Apologies, I forgot
ipables -L as @dicko suggested doesn’t show interfaces (I always suggest/use
iptables -vnL). The first “accept all” rule should be for the loopback interface only, so should be OK.
To drop packets before any processing. Fail2ban only blocks previously seen bad actors. The blacklist blocks the IP(s) before they can try anything. I would not expect fail2ban to fire on a blacklisted IP it had not previously seen. If fail2ban has already seen the IP before adding to the blacklist, the IP still gets blocked. Which function performs the block doesn’t really matter. Adding to the blacklist insures the IP continues to be blocked after it falls off of fail2ban’s radar.

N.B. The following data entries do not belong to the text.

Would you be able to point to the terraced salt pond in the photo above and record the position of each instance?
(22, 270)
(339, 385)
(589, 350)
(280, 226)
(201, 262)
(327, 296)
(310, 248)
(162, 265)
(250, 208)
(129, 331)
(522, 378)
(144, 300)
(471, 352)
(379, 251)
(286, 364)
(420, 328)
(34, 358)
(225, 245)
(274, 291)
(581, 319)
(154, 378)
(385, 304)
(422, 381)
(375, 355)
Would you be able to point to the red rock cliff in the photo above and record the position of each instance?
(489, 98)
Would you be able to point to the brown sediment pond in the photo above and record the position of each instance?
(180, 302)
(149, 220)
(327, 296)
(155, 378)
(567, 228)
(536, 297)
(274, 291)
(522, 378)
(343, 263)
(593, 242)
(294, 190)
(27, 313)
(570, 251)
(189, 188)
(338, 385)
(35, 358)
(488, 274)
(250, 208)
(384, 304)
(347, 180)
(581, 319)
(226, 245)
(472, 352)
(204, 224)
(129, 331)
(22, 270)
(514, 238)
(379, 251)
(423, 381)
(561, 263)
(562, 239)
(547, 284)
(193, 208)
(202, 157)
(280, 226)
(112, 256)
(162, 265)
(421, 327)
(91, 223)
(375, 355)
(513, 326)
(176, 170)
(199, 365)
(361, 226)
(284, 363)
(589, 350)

The blacklist is first (after housekeeping rules) in the fpbxfirewall chain. Sangoma elected to have a basically stock/vanilla fail2ban install, which places it first.in the input chain, and therefore before the fpbx firewall chain or any other FreePBX generated rules. Again, for blocking it doesn’t really matter as long as the blacklisted IP is blocked by one or the other.
Much more important is defining precedence for whitelisted/trusted IPs vs fail2ban. So far fail2ban is unaware of anything marked as trusted by the firewall. There are some changes pending in git that will optionally sync the f2b whitelist with firewall trusted addresses, hopefully they will be brought forward.
Why not? Adding to the blacklist should make the ban permanent.